LE COUP de la bouteille à moitié vide et à moitié pleine, ça fonctionne jusqu’au jour où cela ne marche plus. Et ce jour, c’est aujourd’hui. Saint-Valentin pluvieuse. Saint-Valentin dangereuse. Pour une fille comme moi.
Depuis six mois, je me dis qu’il y a pire dans la vie. Il y a les alcooliques, les droguées, les allergiques au Nutella, les filles qui n’ont jamais pu tenir debout chaussées d’une paire de talons et celles qui bourrées et/ou stones expient leur passion pour le gianduja sur les escarpins à qui elles ont fini par dire oui pour la vie. Et qui risquent de leur en vouloir pour longtemps…

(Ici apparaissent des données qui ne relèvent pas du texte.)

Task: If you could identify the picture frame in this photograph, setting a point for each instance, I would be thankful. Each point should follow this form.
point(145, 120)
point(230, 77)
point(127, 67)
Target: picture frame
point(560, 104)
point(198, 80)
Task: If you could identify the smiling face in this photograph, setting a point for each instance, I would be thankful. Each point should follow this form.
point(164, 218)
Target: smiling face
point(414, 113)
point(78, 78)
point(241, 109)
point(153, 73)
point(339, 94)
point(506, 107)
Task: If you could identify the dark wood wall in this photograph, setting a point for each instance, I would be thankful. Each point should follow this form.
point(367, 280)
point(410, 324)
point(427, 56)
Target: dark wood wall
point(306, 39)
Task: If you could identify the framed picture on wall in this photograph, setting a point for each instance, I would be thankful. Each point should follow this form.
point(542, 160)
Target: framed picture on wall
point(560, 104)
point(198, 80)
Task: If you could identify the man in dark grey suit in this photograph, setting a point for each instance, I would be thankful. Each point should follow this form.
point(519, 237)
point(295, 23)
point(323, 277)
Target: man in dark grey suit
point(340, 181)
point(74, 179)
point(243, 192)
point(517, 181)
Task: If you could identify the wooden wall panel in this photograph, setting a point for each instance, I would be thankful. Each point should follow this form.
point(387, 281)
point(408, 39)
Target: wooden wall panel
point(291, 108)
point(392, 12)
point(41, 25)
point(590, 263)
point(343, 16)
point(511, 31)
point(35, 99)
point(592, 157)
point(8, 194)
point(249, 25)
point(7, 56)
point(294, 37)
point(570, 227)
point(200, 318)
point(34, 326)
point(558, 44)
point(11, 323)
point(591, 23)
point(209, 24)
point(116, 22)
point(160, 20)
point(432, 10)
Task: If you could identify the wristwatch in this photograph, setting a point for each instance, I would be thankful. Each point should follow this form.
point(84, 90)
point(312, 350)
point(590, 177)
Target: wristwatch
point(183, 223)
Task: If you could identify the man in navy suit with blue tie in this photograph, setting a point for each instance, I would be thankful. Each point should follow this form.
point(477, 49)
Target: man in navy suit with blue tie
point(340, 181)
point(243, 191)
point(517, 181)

Ça fait du monde. Beaucoup de monde. C’est vrai. Toute cette humanité fragile devrait m’aider à relativiser mon énorme problème à moi. Je m’appelle Isa. Je viens de fêter mes trente ans. Et je dois en profiter car je n’aurais peut-être jamais le plaisir de goûter un succulent cheesecake (seul gâteau autorisé ici) pour mon trente-et-unième anniversaire. Je suis dépendante. Niveau maximal. Littéralement tributaire du cerveau dérangé qui m’a donné le jour.
La fille sympa qui ne se fera jamais larguer par Hugh Grant, c’est moi.
Pour faire simple et clair, je m’appelle Isa. Et je vis le cauchemar quotidien d’être ce que l’on appelle un personnage secondaire *soupir* *grimace* *shoot de Nutella* *gémissement*. Sur le papier, c’est-à-dire là où je suis censée m’épanouir un jour, c’est absolument le pied. Dans une comédie romantique, un personnage comme moi peut se permettre des trucs que ne ferait jamais un perso principal. Pas de pression – aucune obligation de sourire comme Julia Roberts ou de regarder une autre embrasser professionnellement Colin Firth – juste le fun de repousser toujours plus loin les limites. Sans jamais risquer d’en subir les douloureuses conséquences. La fille sympa qui ne se fera jamais larguer par Hugh Grant, c’est moi.
Mais dans ma vraie fausse vie, l’existence ressemble à un long calvaire. Le cerveau dérangé qui m’a donné le jour m’a déjà rayé sadiquement au moins trois fois de son carnet de notes. Un carnet rose et violet à spirale. Les gens qui la connaissent moins intimement que moi trouvent « trop mignon » le choix de ce carnet. Moi, le seul surnom que j’ai pu lui donner c’est « compil’ de névroses, volume 1 ». Je ne dois pas avoir tout à fait tort, si j’en crois les efforts qu’elle fait pour le planquer et que personne chez elle ne mette la main dessus…
Marianne, le cerveau dérangé c’est elle, va me gommer, m’effacer, me ressusciter, me promouvoir perso principal dans un moment de désespoir, éclater d’un rire limite démoniaque le lendemain en remerciant le saint patron des auteurs qui l’a remise sur le droit chemin et me rétrograder aussi vite, me raconter sa vie sans écouter la mienne, me faire vivre des trucs hardcore tout ça parce que la vérité c’est qu’elle est bien trop lâche pour les tenter elle-même.
Et ça va continuer jusqu’à ce qu’un beau jour, elle soupire de plaisir, mette un point final à ce roman.
Et ça va continuer, durer, se répéter jusqu’à ce qu’un beau jour, elle soupire de plaisir, mette un point final à ce roman, éteigne son ordi, court au ralenti retrouver ses copines pour fêter la bonne nouvelle, se saoule au Perrier, quitte précipitamment le resto pour retrouver son ordi et relire son texte. Car je suis dépendante mais l’addicte au clavier, c’est elle.
Comme la bouteille est à moitié pleine et que nous vivons dans un monde merveilleux où les personnages peuvent échapper à leur créateur et vivre leur vie dans un anonymat relatif sur internet, j’ai décidé, pour me venger c’est vrai, de vous raconter ici, la vraie histoire vraie de sa prochaine Rom/Com.
C’est très mal, je sais.
Mais, OMG, ça va me faire un bien fou.